The European Union is on track to meet its renewable energy, energy efficiency, and greenhouse gas emission targets for 2020 following a ‘year of delivery’ across the renewables sector, according to a wide-ranging new report from the European Commission.
The Second State of the Energy Union report details how the bloc has already beaten its energy consumption and greenhouse gas emission targets for 2020 and is on track to meet its goal of sourcing 20 per cent of energy from renewable sources by the end of decade, having passed the 16 per cent milestone in 2014.
The report also confirms the EU has consistently decoupled economic growth and emissions growth, having slashed emissions 22 per cent since 1990 even as GDP has grown 50 per cent.
“For the Energy Union, 2016 was the year of delivery,” the report states, detailing how the Energy Union Framework Strategy had now been translated into a new clean energy package and mobility strategy.
Maroš Šefčovič, Vice-President responsible for the Energy Union, said the focus now should be on making 2017 “the year of implementation”. “The Energy Union is about more than energy and climate alone; it is about accelerating the fundamental modernisation of Europe’s entire economy, making it low-carbon, energy and resource efficient, in a socially fair manner,” he said. “Now that a large part of the relevant legislative proposals are on the table, 2017 should be the year of implementation.”
Miguel Arias Cañete, Commissioner for Climate Action and Energy, said the bloc’s commitment to the clean energy transition would not be derailed, despite “current geopolitical uncertainties”.
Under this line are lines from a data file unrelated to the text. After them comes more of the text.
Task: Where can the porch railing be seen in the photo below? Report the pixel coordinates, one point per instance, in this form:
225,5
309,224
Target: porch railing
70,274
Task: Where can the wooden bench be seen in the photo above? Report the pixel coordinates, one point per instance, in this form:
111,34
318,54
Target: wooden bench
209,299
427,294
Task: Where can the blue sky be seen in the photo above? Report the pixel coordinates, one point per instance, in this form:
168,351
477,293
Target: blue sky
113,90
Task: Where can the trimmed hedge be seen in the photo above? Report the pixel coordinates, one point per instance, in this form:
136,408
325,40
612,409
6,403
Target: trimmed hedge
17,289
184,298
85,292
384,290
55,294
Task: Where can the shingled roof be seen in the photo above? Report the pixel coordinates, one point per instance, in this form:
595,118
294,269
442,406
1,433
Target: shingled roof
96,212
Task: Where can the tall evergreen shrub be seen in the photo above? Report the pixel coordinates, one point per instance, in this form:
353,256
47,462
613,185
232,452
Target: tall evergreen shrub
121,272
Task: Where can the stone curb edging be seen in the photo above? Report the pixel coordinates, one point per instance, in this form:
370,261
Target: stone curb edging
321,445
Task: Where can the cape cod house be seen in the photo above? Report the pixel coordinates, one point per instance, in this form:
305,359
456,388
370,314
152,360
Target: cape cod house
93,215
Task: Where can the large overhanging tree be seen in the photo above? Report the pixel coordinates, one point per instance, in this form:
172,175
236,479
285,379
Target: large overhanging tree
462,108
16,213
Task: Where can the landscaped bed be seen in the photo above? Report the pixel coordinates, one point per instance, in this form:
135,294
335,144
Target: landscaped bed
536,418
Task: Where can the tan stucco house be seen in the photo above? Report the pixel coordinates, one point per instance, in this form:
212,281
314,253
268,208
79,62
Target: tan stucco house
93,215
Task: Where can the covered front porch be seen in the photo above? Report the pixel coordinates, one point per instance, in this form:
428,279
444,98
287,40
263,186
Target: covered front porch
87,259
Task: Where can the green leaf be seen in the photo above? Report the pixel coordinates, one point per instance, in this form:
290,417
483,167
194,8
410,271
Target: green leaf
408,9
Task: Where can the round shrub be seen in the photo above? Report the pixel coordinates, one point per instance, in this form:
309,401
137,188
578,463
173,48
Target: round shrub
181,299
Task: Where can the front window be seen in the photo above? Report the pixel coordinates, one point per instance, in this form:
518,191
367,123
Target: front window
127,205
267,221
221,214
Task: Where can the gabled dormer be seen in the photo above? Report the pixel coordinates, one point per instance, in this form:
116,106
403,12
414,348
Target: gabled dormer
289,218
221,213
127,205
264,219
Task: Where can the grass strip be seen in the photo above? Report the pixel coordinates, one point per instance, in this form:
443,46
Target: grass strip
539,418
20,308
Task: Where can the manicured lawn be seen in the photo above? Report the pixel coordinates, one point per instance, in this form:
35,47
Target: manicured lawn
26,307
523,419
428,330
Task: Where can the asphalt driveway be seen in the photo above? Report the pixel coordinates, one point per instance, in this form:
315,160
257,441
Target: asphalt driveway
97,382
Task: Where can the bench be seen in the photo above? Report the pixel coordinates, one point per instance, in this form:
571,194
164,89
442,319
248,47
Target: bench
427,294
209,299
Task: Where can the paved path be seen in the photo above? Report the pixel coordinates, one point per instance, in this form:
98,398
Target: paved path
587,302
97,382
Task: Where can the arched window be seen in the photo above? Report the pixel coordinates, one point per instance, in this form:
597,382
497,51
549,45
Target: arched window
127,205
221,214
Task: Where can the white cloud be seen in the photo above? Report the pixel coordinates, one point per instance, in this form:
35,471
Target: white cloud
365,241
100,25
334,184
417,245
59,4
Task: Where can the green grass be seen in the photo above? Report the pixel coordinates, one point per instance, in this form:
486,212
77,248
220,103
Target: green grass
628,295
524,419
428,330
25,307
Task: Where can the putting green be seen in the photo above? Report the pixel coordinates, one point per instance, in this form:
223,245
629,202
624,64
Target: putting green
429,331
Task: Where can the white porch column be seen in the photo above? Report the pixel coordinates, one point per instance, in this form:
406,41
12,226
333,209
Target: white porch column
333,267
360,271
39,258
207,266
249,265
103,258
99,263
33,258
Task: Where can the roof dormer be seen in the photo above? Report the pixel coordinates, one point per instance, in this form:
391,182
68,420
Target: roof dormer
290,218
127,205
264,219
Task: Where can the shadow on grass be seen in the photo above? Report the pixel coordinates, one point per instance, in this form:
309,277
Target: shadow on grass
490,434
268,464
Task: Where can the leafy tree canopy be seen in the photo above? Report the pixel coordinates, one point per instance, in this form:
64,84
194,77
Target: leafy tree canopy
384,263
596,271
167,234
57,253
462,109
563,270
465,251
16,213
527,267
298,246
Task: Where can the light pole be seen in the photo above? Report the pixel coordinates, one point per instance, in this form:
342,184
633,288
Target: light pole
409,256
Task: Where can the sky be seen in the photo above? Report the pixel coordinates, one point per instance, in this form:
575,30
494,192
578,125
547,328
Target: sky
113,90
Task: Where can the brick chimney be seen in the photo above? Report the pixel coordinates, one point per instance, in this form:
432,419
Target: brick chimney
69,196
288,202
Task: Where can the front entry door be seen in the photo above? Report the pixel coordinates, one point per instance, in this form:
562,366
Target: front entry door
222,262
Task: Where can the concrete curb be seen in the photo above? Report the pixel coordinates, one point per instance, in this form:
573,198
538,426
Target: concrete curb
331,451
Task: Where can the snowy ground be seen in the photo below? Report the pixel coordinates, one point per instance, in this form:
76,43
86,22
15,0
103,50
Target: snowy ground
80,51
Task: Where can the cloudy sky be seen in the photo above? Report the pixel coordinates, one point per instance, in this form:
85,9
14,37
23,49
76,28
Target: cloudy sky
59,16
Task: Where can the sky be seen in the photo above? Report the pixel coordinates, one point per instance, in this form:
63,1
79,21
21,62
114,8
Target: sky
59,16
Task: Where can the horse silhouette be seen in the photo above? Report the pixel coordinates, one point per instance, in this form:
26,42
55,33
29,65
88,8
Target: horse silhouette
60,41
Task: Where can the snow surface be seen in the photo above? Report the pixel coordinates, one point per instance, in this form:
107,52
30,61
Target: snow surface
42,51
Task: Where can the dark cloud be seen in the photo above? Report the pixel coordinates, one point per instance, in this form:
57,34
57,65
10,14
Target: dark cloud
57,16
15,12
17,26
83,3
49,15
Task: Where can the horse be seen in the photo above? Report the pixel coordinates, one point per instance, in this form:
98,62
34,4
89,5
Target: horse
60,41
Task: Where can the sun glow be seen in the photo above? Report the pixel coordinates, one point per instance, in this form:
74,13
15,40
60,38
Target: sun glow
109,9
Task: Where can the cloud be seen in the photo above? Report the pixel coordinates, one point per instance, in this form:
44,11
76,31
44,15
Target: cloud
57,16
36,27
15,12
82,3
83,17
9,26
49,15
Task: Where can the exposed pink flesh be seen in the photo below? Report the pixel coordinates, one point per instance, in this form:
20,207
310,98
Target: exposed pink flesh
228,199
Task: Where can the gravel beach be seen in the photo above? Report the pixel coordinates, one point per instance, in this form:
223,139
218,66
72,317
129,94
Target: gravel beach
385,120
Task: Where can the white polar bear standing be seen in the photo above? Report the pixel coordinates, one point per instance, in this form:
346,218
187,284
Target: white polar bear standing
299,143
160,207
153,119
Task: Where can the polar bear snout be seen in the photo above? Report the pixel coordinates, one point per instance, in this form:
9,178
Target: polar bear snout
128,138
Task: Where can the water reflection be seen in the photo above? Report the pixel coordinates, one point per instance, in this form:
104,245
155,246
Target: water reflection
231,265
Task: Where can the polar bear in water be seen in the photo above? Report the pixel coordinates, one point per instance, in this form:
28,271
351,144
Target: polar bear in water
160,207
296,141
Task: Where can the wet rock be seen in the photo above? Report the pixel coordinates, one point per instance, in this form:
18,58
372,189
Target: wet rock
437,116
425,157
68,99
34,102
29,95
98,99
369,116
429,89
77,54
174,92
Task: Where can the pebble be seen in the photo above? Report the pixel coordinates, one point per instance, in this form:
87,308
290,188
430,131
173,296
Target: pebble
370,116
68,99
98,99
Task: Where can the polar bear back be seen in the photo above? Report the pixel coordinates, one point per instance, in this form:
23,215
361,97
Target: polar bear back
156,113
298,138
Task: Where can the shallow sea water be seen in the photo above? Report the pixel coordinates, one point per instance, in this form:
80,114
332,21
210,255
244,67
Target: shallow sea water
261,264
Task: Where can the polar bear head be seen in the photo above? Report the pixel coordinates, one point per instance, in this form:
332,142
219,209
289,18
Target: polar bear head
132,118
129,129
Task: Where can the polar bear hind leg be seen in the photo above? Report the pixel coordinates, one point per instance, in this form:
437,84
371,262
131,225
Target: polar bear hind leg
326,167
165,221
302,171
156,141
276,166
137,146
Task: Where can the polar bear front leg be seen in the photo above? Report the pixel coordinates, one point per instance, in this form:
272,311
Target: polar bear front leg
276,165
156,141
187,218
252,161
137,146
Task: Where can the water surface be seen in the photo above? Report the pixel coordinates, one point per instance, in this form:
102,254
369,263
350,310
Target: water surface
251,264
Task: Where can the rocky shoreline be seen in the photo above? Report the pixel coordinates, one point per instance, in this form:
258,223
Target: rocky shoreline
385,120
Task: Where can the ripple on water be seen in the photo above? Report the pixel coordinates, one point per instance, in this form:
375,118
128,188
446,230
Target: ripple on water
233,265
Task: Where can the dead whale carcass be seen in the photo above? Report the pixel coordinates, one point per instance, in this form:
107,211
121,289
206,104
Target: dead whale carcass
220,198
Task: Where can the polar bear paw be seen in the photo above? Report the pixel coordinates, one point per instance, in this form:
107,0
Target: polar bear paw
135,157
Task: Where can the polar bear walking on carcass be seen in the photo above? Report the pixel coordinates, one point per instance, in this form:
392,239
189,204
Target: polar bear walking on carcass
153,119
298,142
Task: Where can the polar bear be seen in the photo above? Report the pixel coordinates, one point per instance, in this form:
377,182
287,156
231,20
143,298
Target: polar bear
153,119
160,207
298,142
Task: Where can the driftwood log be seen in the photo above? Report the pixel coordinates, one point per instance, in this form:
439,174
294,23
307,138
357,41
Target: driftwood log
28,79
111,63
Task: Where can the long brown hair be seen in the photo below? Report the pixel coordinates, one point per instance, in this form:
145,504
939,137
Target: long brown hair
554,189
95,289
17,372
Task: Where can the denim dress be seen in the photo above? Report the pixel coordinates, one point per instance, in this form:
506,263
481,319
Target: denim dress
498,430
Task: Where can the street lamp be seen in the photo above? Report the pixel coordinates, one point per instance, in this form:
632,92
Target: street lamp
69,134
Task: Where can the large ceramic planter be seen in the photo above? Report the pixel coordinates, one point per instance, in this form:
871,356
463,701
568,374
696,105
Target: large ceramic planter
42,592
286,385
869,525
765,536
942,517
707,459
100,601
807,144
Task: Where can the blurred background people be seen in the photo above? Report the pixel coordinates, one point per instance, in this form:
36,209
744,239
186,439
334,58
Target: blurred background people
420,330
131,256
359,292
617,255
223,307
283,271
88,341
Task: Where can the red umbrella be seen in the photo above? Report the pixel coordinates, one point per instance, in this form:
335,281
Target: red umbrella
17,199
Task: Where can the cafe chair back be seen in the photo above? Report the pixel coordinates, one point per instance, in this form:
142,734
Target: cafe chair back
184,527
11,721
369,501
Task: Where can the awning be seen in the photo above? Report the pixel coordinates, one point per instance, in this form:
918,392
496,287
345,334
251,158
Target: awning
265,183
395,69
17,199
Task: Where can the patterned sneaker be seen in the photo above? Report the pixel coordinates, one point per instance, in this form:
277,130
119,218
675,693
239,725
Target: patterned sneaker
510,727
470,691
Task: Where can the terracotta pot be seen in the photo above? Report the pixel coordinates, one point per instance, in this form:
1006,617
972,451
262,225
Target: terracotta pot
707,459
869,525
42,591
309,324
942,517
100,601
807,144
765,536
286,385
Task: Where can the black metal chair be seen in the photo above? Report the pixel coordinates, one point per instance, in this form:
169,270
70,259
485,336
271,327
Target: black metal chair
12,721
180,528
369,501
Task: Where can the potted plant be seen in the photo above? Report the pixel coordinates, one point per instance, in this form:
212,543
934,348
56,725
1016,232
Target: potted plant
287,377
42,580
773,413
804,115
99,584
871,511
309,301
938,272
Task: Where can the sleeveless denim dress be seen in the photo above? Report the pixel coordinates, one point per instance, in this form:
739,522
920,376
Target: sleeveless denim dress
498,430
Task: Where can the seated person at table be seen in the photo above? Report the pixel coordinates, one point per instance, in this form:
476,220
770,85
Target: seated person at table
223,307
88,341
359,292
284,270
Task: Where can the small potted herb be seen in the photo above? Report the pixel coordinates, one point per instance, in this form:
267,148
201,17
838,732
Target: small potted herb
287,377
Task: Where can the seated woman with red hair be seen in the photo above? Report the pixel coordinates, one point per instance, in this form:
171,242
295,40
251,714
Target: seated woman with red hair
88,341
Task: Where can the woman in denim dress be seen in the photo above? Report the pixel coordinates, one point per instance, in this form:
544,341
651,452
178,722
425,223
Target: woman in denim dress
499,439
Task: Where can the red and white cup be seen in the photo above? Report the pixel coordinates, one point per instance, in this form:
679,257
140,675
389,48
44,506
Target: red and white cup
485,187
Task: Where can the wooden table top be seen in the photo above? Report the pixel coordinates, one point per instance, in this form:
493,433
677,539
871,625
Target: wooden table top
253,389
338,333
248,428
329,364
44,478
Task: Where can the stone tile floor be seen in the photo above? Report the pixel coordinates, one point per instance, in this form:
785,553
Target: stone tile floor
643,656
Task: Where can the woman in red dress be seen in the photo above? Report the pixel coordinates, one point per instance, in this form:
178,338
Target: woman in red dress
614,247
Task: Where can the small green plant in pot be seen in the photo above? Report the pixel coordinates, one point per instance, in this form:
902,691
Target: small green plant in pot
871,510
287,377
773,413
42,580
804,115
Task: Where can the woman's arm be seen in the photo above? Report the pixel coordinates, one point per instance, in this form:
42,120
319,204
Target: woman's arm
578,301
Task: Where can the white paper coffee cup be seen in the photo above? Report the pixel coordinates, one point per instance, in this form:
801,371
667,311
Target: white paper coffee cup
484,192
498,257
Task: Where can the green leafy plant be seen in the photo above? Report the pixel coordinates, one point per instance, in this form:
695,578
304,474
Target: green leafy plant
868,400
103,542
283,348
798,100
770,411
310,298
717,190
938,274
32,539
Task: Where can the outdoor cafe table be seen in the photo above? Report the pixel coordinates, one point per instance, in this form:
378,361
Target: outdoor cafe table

“There is no alternative,” he said. “And the facts speak for themselves: renewable energy is now cost-competitive and sometimes cheaper than fossil fuels, employs over one million people in Europe, attracts more investments than many other sectors, and has reduced our fossil fuels imports bill by €16bn. Now, efforts will need to be sustained as Europe works with its partners to lead the global race to a more sustainable, competitive economy.”
The report estimates the EU sourced 16.4 per cent of its energy from renewables in 2015, with official projections renewables share should hit 21 per cent by 2020, exceeding the 20 per cent target.
It adds that there are considerable environmental and economic benefits arising from the bloc’s investment in renewables, including an estimated saving on fossil fuel imports of €16bn in 2015 and emissions savings of 436 million tonnes of carbon dioxide equivalent, equal to the national emissions of Italy.
The report also reveals that the European renewable energy sector boasted a turnover of around €144bn in 2014, employing more than one million people.
However, the update notes that for the 2020 renewables goal to be met “Member States will have to keep up their efforts in order to reach their national goals”, and acknowledges total investment in renewables across the bloc has fallen by more than half since 2011 to €44bn.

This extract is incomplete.